9 Ways A Dog Puppy Prepares You For A Baby

Jen wanted to bring home a puppy as soon as we moved into our new house and knowing that a baby was on the cards soon, I gave in. We added Leo into our family in October 2015 and despite a challenging 1 year since then, I realize how he has helped us prepare to be first time parents. Read on, and you will understand how.

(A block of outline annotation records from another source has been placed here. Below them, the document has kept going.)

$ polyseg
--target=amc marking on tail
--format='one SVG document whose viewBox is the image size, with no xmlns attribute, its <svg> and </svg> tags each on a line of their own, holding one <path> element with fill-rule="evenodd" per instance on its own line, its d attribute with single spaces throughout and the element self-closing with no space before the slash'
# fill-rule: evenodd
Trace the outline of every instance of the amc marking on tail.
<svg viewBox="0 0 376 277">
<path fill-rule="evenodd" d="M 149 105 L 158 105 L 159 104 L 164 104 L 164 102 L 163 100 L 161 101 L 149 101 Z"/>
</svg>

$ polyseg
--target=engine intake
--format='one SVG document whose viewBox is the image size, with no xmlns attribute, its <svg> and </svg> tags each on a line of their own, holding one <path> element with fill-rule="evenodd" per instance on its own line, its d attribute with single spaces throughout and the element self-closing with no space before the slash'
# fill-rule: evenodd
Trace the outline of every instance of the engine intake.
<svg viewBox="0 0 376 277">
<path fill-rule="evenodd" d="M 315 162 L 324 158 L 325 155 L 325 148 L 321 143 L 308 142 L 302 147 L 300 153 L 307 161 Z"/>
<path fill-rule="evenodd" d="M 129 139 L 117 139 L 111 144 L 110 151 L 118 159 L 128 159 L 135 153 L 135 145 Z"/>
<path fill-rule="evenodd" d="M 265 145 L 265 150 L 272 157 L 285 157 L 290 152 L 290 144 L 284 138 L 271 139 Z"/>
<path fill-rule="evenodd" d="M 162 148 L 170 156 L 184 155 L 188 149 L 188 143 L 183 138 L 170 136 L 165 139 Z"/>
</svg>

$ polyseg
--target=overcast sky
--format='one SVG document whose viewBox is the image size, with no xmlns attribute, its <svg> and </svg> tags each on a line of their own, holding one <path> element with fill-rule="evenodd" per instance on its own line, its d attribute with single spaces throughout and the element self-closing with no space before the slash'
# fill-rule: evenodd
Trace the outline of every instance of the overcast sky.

1. Sense of responsibility- Having a baby brings different level of responsibilities. Just like raising a puppy. Leo couldn’t do anything on his own when we brought him home for the first time. Of course, he was able to sit, walk, run and sleep by himself but he needed our support to do all these. For example, taking him out to poo, giving him food or putting him in the crate. For the first time, we had this sense of ownership, responsibility and accountability towards another living being. It is completely different from taking care of your parents or your partner. They are not dependent on you to eat or sleep. We took Leo to Puppy training classes, to the Vet whenever he fell sick, to the groomers for his regular bath and spa, daily walks, protected him from other dogs whenever he felt scared, etc. Albeit at varied levels, isn’t the concept same with raising a child?

Leo’s First Day Home

2. Sleepless nights- Babies will need to be fed frequently throughout the day (and night) and they need to be cleaned every now and then as they cannot control their urge to pee or poo. Same with puppies. Puppies have a small bladder and they cannot hold their pee for more than 2 hours. So Jen and I took turns taking Leo out to the Garden whenever he cried at night. I am a tight sleeper and I was clearly annoyed the first couple of weeks getting up every alternate hour but the very thought of a young puppy suffering because you do not want to wake up is unimaginable. Within two months of Leo’s arrival, we were getting up only once in the night to let him out. It will be longer and more strenuous with a human baby but for a first-time-dad like me, this experience with Leo was like a crash course in parenting and a good lesson that some things worth losing sleep over. Wish me luck though!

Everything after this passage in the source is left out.